- Location of Laurel Township in Franklin County
- Coordinates: 39°29′03″N 85°11′28″W﻿ / ﻿39.48417°N 85.19111°W
- Country: United States
- State: Indiana
- County: Franklin

Government
- • Type: Indiana township

Area
- • Total: 31.74 sq mi (82.2 km^{2})
- • Land: 31.5 sq mi (82 km^{2})
- • Water: 0.23 sq mi (0.60 km^{2})
- Elevation: 709 ft (216 m)

Population (2020)
- • Total: 1,400
- • Density: 44/sq mi (17/km^{2})
- FIPS code: 18-42390
- GNIS feature ID: 453544

= Laurel Township, Franklin County, Indiana =

Laurel Township is one of thirteen townships in Franklin County, Indiana. As of the 2020 census, its population was 1,400, down from 1,634 at 2010.

Historical population
| Census | Pop. | Note | %± |
| 1890 | 1,760 |  | — |
| 1900 | 1,412 |  | −19.8% |
| 1910 | 1,209 |  | −14.4% |
| 1920 | 1,294 |  | 7.0% |
| 1930 | 1,285 |  | −0.7% |
| 1940 | 1,284 |  | −0.1% |
| 1950 | 1,662 |  | 29.4% |
| 1960 | 1,625 |  | −2.2% |
| 1970 | 1,509 |  | −7.1% |
| 1980 | 1,739 |  | 15.2% |
| 1990 | 1,462 |  | −15.9% |
| 2000 | 1,650 |  | 12.9% |
| 2010 | 1,634 |  | −1.0% |
| 2020 | 1,400 |  | −14.3% |
Source: US Decennial Census

==History==
Laurel Township was established in 1845.

==Geography==
According to the 2010 census, the township has a total area of 31.74 sqmi, of which 31.5 sqmi (or 99.24%) is land and 0.23 sqmi (or 0.72%) is water.
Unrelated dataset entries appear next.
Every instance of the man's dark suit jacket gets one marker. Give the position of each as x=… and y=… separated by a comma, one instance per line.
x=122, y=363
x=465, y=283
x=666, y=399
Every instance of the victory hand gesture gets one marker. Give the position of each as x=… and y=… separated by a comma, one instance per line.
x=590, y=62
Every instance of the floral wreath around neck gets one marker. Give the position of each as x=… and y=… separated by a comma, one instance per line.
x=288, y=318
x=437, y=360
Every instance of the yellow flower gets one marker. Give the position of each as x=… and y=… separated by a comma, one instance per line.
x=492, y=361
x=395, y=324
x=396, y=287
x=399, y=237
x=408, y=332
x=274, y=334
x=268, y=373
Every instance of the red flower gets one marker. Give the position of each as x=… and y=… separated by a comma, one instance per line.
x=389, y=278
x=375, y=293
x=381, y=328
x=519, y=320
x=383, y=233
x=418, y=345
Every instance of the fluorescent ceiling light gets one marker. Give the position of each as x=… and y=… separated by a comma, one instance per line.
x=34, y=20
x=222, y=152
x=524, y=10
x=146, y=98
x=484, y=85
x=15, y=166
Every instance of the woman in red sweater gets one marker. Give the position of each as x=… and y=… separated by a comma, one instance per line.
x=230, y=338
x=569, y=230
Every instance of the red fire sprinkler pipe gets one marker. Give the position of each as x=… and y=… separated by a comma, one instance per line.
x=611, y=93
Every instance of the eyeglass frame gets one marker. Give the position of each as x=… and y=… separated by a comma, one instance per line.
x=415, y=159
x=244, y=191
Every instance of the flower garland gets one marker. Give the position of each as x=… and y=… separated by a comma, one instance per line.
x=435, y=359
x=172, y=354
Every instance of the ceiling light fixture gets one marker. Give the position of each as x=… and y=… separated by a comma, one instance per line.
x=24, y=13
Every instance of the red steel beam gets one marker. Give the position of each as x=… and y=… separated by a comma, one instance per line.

Triple Lakes is in this township.

===Cities and towns===
- Laurel

===Adjacent townships===
- Columbia Township, Fayette County (north)
- Jackson Township, Fayette County (northeast)
- Blooming Grove Township (east)
- Metamora Township (southeast)
- Salt Creek Township (southwest)
- Posey Township (west)
- Orange Township, Fayette County (northwest)

===Major highways===
- U.S. Route 52
- Indiana State Road 121

===Cemeteries===
The township contains three cemeteries: Gobel, Jenks and North.

==Education==
Laurel Township residents may obtain a free library card from the Franklin County Public Library District in Brookville.